[ofa-general] New proposal for memory management

Fri May 1 05:48:39 PDT 2009

On Apr 30, 2009, at 6:01 PM, Woodruff, Robert J wrote:

> To me, all this sounds like a lot of whining....
> Why can't the OS fix all my problems.

Absolutely not.  As Brian stated, we have cited some real-world  
problems that we cannot fix (and we have tried many, many different  
workarounds over the past few years to fix them).

It sounds like your main objection to fixing them is "it's too much  
work."  :-(

> There's an application at Sandia and at Los Alamos which both of  
> which cause problems for our linker tricks.  This leads to such  
> things as (proven) silent data corruption.
>

There are other apps that have also been reported over the years.  C++  
apps with their own allocators as especially problematic.  Abaqus had  
to change their memory allocation model several years ago to be able  
to workaround these issues.  These memory models also break valgrind,  
purify, and other memory-checking debuggers.

> Have you tried these applications with any MPI other than OpenMPI ?   
> i.e., does this corruption happen with Intel MPI and other MPIs as  
> well?
>

We have been trying to say that this is a general problem that there  
currently is no guaranteed fix for.  There's always a way to break the  
MPI workarounds for verbs' broken memory management model because  
there's no way to guarantee the memory allocation hooks.

There's two main reasons for fix these issues:

1. Business: to attract network programmers to verbs (and therefore to  
attract applications and therefore increase market share), it has to  
be simpler and within reach of today's commodity sockets-level  
programmers.  Forcing them to have registration caches and to do  
memory allocation hooking significantly raises the bar.  To date, this  
has been shunned by all network programmers except HPC and a handful  
of storage protocols.

2. Technical: if OFED says "to get good performance with verbs, you  
have to do malloc/mmap/etc. hooks and have a registration cache, "this  
unnecessarily *significantly* raises the education and code complexity  
barrier to entry for verbs programmers.  It's also un-scaleable -- if  
this is something you *have* to do for good performance, why doesn't  
the network stack do it?  It seems weird that you would effectively  
force all ULPs/MPIs/applications to implement the same functionality.   
The memory allocation hooking model also fails if more than one verbs- 
based middleware is used in the same application (because only one  
will be able to use the memory hooks per process).

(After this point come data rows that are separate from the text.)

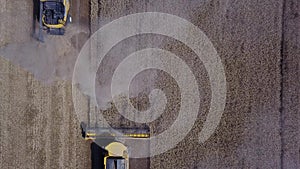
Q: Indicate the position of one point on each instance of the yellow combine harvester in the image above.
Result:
(53, 17)
(107, 152)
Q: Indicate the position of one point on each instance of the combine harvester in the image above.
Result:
(107, 152)
(108, 145)
(53, 16)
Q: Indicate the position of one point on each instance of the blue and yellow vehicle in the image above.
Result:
(53, 16)
(106, 151)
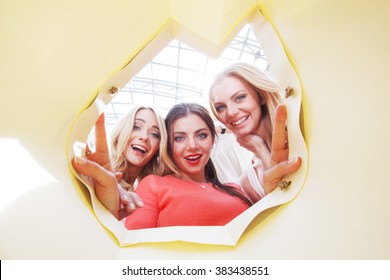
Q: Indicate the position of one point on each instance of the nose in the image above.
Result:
(143, 136)
(192, 144)
(231, 110)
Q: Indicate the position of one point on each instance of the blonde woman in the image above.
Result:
(247, 102)
(137, 144)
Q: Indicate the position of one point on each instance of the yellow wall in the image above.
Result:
(56, 55)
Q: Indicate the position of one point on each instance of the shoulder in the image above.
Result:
(156, 180)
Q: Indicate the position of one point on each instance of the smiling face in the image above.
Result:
(237, 105)
(144, 140)
(192, 142)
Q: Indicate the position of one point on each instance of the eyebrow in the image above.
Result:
(231, 97)
(197, 131)
(143, 121)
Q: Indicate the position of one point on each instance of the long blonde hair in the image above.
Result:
(119, 139)
(267, 90)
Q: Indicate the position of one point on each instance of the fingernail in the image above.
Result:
(80, 160)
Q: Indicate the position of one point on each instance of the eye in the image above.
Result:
(202, 136)
(219, 108)
(240, 97)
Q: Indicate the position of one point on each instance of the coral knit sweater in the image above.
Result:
(169, 201)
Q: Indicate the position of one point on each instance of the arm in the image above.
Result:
(271, 166)
(146, 217)
(97, 165)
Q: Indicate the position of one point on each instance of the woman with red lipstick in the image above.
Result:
(189, 194)
(137, 142)
(247, 101)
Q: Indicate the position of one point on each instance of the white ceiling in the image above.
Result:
(179, 73)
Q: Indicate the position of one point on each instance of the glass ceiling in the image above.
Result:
(179, 73)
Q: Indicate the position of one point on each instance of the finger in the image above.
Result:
(87, 150)
(279, 171)
(279, 135)
(91, 168)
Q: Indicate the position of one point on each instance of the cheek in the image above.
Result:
(155, 145)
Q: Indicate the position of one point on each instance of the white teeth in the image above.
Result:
(139, 148)
(239, 121)
(193, 157)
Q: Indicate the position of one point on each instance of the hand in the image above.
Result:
(257, 146)
(130, 201)
(280, 165)
(97, 165)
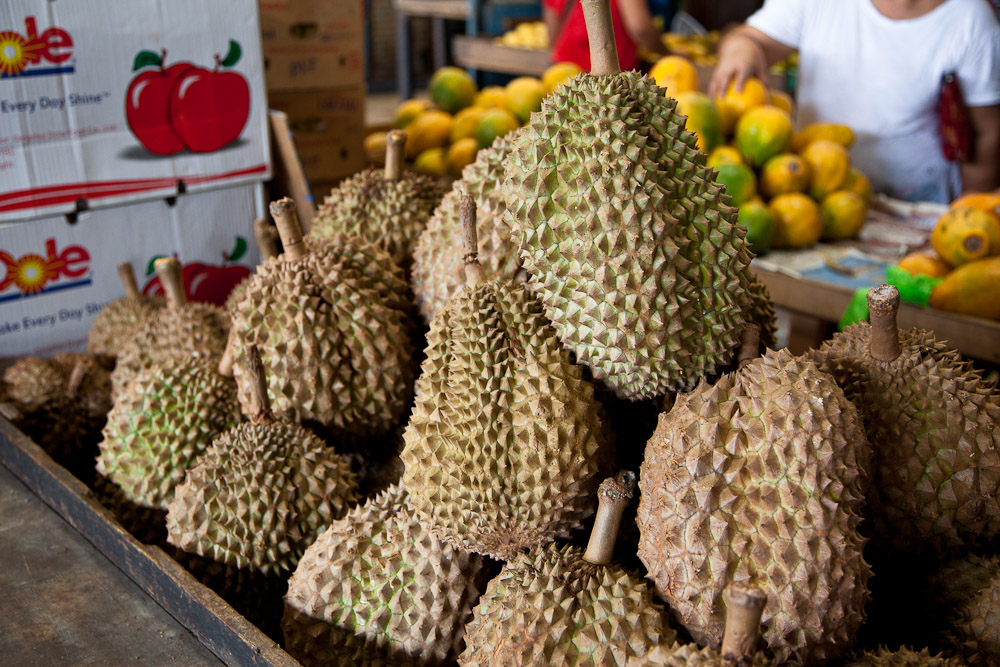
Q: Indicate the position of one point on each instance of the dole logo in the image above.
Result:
(19, 52)
(33, 274)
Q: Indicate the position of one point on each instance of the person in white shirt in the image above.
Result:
(877, 65)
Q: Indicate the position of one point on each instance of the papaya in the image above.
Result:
(971, 289)
(965, 233)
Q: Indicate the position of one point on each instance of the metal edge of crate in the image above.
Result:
(223, 631)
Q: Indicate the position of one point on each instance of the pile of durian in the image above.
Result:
(370, 491)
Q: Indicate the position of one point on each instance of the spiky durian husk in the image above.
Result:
(630, 243)
(194, 331)
(157, 429)
(504, 448)
(904, 657)
(968, 592)
(258, 496)
(116, 322)
(378, 587)
(390, 214)
(551, 607)
(760, 478)
(934, 425)
(438, 273)
(334, 333)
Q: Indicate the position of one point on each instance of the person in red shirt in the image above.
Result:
(633, 28)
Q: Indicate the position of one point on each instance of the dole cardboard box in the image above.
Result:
(104, 102)
(56, 276)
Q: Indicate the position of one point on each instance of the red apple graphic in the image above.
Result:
(209, 109)
(146, 103)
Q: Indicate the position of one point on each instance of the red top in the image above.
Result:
(571, 45)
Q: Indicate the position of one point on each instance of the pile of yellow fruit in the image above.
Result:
(445, 133)
(793, 188)
(532, 35)
(966, 255)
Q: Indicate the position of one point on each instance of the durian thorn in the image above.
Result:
(289, 229)
(169, 271)
(744, 606)
(883, 305)
(266, 237)
(749, 344)
(127, 275)
(612, 497)
(601, 34)
(259, 405)
(395, 141)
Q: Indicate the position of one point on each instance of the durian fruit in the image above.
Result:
(160, 424)
(378, 587)
(967, 591)
(633, 248)
(558, 605)
(333, 324)
(760, 478)
(934, 425)
(117, 320)
(182, 330)
(256, 499)
(388, 207)
(438, 270)
(505, 446)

Here's a story that encompasses both reasons:

We had Open MPI *not* use the registration cache by default for a long  
time because of the danger it posed to applications.  Users could  
activate the registration cache with a simple command line parameter.   
But nobody would do that -- they wanted to run with top performance  
right out of the box (which is not unreasonable).  It also led to  
OMPI's competitors -- ahem, *YOU* at Sonoma 2009 (!) -- citing "look,  
Open MPI's performance is bad!  Our MPI's performance is GREAT!"  Open  
MPI therefore was forced to change its defaults in the 1.3 series to  
activate the [dangerous] memory registration cache by default.

You mentioned that doing this stuff is a choice; the choice that MPI's/ 
ULPs/applications therefore have is:

- don't use registration caches/memory allocation hooking, have  
terrible performance
- use registration caches/memory allocation hooking, have good  
performance

Which is no choice at all.  If customers pay top dollar for these  
networks, they want to see benchmarks run out of the box that show  
that they're getting every flop/byte-per-second that they can.  The  
fact that the programming model is needlessly complicated (and  
dangerous) to get that performance is something that the MPI's have  
tolerated because we had to for competition's sake.

This is not something that non-HPC customers will accept.

> Of the solutions that have been presented so far,
> I think the kernel notifier approach would be a better solution.
>

Note that Jason G. said in this thread: "Notifiers are going to be  
very troublesome, every time any sort of synchronous to user space  
notifier has been proposed or implemented in the kernel it has been a  
disaster."

-- 
Jeff Squyres
Cisco Systems